Bearish Bets: 3 Beaten Stocks You Should Consider Selling Short This Week

Each week we identify names that look bearish and may present attractive investment opportunities on the short side.

Using technical analysis of these stocks’ charts and, where available, recent stocks and ratings from TheStreet’s Quant Ratings, we focus on three names.

While we’re not going to weigh in on fundamental analysis, we hope this article gives investors interested in falling stocks a good starting point to do some additional research on the names.

Bath & Body Works Gets Worked Out

Bath & Body Works Inc. (BBWI) was recently downgraded to Sell with a D rating by TheStreet’s Quant Ratings.

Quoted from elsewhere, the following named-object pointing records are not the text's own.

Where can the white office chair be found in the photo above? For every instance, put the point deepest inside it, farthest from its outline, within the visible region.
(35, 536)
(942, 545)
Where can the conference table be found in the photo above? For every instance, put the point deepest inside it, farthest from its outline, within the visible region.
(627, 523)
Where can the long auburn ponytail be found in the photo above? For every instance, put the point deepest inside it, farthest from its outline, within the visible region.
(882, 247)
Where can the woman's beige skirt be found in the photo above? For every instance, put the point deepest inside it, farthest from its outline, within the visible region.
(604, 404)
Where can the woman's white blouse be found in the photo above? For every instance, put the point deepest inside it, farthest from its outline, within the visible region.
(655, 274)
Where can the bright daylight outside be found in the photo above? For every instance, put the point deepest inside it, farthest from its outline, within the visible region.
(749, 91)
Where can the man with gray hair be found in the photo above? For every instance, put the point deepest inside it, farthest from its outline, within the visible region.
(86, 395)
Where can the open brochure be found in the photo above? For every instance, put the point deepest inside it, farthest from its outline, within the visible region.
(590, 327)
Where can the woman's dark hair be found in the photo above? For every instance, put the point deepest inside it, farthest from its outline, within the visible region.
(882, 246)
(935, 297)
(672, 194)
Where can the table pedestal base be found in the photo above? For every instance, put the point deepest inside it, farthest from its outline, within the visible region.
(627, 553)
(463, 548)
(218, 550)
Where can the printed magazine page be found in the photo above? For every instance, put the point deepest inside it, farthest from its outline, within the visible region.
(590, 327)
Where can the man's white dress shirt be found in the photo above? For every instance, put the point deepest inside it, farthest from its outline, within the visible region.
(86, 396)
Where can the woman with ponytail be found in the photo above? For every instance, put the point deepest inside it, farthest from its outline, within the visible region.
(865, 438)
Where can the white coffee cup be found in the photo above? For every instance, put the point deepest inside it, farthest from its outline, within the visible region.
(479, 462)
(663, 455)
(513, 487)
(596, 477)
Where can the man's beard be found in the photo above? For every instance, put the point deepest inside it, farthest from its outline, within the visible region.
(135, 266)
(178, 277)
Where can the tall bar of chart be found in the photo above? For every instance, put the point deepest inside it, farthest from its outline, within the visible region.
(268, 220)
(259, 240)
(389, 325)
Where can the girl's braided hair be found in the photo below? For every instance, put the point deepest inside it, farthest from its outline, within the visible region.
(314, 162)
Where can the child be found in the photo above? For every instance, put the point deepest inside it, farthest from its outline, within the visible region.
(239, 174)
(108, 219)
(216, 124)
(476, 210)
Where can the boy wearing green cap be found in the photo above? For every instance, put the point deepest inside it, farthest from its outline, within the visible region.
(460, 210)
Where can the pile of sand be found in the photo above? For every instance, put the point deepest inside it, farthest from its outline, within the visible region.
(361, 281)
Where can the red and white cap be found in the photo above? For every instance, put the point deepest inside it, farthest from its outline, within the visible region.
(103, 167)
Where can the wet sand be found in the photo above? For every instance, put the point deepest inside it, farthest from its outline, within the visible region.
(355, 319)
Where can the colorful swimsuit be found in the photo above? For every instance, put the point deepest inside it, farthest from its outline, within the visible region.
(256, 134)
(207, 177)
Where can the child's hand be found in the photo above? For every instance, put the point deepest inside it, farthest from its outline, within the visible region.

Since late 2021, the retailer specializing in home fragrances and body care products has been on a steady decline, a symptom of changing consumer tastes and squeezed margins. These are fundamental reasons; the chart shows this to be the technical case as well, with a series of lower highs and lower lows. Bath & Body Works stock fell significantly below support last month and attempted to rally, but to no avail.

The money flow is bearish and the Relative Strength Index (RSI) is falling on a steep slope, which tells us that there is probably more downside here.

Stop at $42 and go down this one to mid-$20.

Myriad Genetics does not pass the test

Myriad Genetics Inc. (MYGN) was recently downgraded to Sell with a D+ rating by Quant Ratings of TheStreet.

The developer of genetic tests has been sanctioned lately. The big days of sales took place at the end of May and buyers have been absent since. This means little interest here, and it leads to lower prices ahead. The money flow has been weak and turned bearish, while the cloud is red.

There is a definite trend channel in place, and even a modest rally would be the time to short more stocks. The Moving Average Convergence Divergence (MACD) has also reversed.

If short here, stop at $21 and go down Myriad to $11.

Hanesbrands is not doing well

Hanesbrands Inc. (HBI) was recently downgraded to Hold with a C+ rating by TheStreet’s Quant Ratings.

The underwear and other apparel maker was bored early on in the year. Hanesbrands has a pattern of lower highs and lower lows with very weak money flow and repeated sell signals on the moving average convergence divergence (MACD). There’s just no buying here; every rally attempt has encountered sellers.

The cloud is red, volume trends are bearish and sellers started to pick up the pace in May. This means more inconvenience.

Look to bring this stock back to the $7 zone, stop at $13.50 just in case.